With nine years of firefighter service under his belt, O’Daniel recently became an official Indiana Smoke Diver. Becoming an official part of the Indiana Smoke Diver Association isn’t for the person who approaches things halfway. The highly trained firefighters are the toughest of the toughest, taking on and conquering what seems like insurmountable training goals.

“It was definitely the six most difficult days of my career and I can say that for sure,” O’Daniel said.

Each training class starts out with dozens of firefighters from around the Nation. O’Daniel’s class, Class 10, held in mid-March, had 46 members start the training. Six days later O’Daniel was one of 15 firefighters left standing to earn the name, “Indiana Smoke Diver.”

O’Daniel, who has been at Sugar Creek Township Fire Department for 7 years this summer, became the first firefighter from the department to make it through the training.

“I did this training because I wanted to be the best firefighter I could be for the community, our guys and most importantly I did this for my family to make sure I am as trained as I can possibly be no matter what situation I get into,” O’Daniel said. “With this training I’ve given myself the best opportunity to get home to my wife and kids.”

The course is a grueling six-day, 60 hour program designed for the experienced firefighter who desires realistic training in self-survival, firefighter rescue, advanced search and rescue, thermal imaging, emergency procedures, teamwork, discipline, team leadership, situational awareness and decision making as well as how to function within the elements of the Incident Command System.

The Indiana Smoke Diver Association is a direct descendent from the Georgia Smoke Diver program and is a 501(c) nonprofit organization. The organization conducts advanced firefighter training known as the Indiana Smoke Diver course. The association allows Smoke Diver instructors a chance to educate students in one of the best environments in the fire service.

There are currently only three such programs in the United States, one in Georgia, Indiana and a newly started training in Oklahoma.

No member of the association receives any compensation for their work and each member is required to cover all or part of their expenses related to the delivery of the Indiana Smoke Diver course. However, officials with Sugar Creek Township Fire Department considered this as training for O’Daniel and supported him wholeheartedly, O’Daniel said.

The mission of the Indiana Smoke Diver Association is to prevent death and injury by training firefighters to be adaptable and to develop critical decision making skills in high stress environments.

“The training got to the point where you have to look at each day, each evolution, each step you do, you have to see it on a micro scale,” O’Daniel said. “You can’t look at it on a macro level or it would be way too overwhelming.”

For O’Daniel it was about performing the task at hand at a high level, then moving onto the next obstacle.

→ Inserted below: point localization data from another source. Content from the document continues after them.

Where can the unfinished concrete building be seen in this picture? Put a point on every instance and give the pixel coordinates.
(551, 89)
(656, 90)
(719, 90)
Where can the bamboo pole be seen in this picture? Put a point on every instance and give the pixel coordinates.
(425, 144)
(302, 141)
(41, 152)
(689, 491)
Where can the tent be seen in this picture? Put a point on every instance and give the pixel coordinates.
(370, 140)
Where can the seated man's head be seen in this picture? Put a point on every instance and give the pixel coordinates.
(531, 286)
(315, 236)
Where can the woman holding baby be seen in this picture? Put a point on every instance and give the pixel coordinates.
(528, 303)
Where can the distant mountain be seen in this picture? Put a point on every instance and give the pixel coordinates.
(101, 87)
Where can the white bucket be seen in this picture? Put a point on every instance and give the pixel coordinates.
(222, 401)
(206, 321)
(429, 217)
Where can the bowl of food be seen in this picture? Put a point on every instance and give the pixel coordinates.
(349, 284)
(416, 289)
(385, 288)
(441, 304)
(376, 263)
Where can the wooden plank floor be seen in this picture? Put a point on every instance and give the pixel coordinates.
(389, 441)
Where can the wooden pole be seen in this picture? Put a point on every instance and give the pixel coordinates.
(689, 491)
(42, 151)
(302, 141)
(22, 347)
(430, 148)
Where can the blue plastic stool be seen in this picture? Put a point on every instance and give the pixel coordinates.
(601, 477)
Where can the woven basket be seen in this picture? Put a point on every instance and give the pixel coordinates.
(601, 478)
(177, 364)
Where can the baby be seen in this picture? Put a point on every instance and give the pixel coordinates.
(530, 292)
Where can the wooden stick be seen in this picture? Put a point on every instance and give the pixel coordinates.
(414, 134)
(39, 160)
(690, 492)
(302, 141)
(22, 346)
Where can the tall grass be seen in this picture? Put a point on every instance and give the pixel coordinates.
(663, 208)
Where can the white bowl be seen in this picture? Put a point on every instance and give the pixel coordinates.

It was that kind of laser focus that compelled him through the difficult training.

“Each one of us who made it to the end we talked about that, focusing on one thing at a time, that’s what you had to do,” O’Daniel said. “We all visualized each step.”

Motto’s from the class included sayings like, “nobody cares, work harder, ” or “good enough never is.”

O’Daniel’s biggest take from the six days was that the limits he’d set upon himself could be broken.

“For me it was, no matter what situation you’ve been put in, you can always do more and continue on,” O’Daniel said.

In order to help the firefighters going through the elite training put the work into perspective, one of the instructors told O’Daniel, he said that each rescue effort should be approached as if the firefighter were trying to save his own child.

“That really resonated with me that no matter how tired I was or how beaten down I was, if I thought of my child or my wife, or one of my guys, I would move a mountain to make sure they were taken care of,” O’Daniel said. “I learned no matter how tired you are or how stressed you are, you can always do more, and you can always find the next gear.”

O’Daniel says he’ll take what he learned in the training and share it with the firefighters at Sugar Creek Township.

“I’m so excited to bring this back to the guys in our department,” O’Daniel said. “The guys that trained us and lead this training are some of the best firefighters in the country and in the state and they push you to the highest level.”

That’s why when O’Daniel finally made it through the program he walked away knowing he had accomplished something special.

“If you get to the end, you really earned it,” O’Daniel said.

The training program is offered once a year and now that O’Daniel has passed and is an official Indiana Smoke Diver, he more than likely will be asked back to help other firefighters in the next class.

“Now I can help mold and build up firefighters for the next generation,” O’Daniel said. “I am looking forward to that.”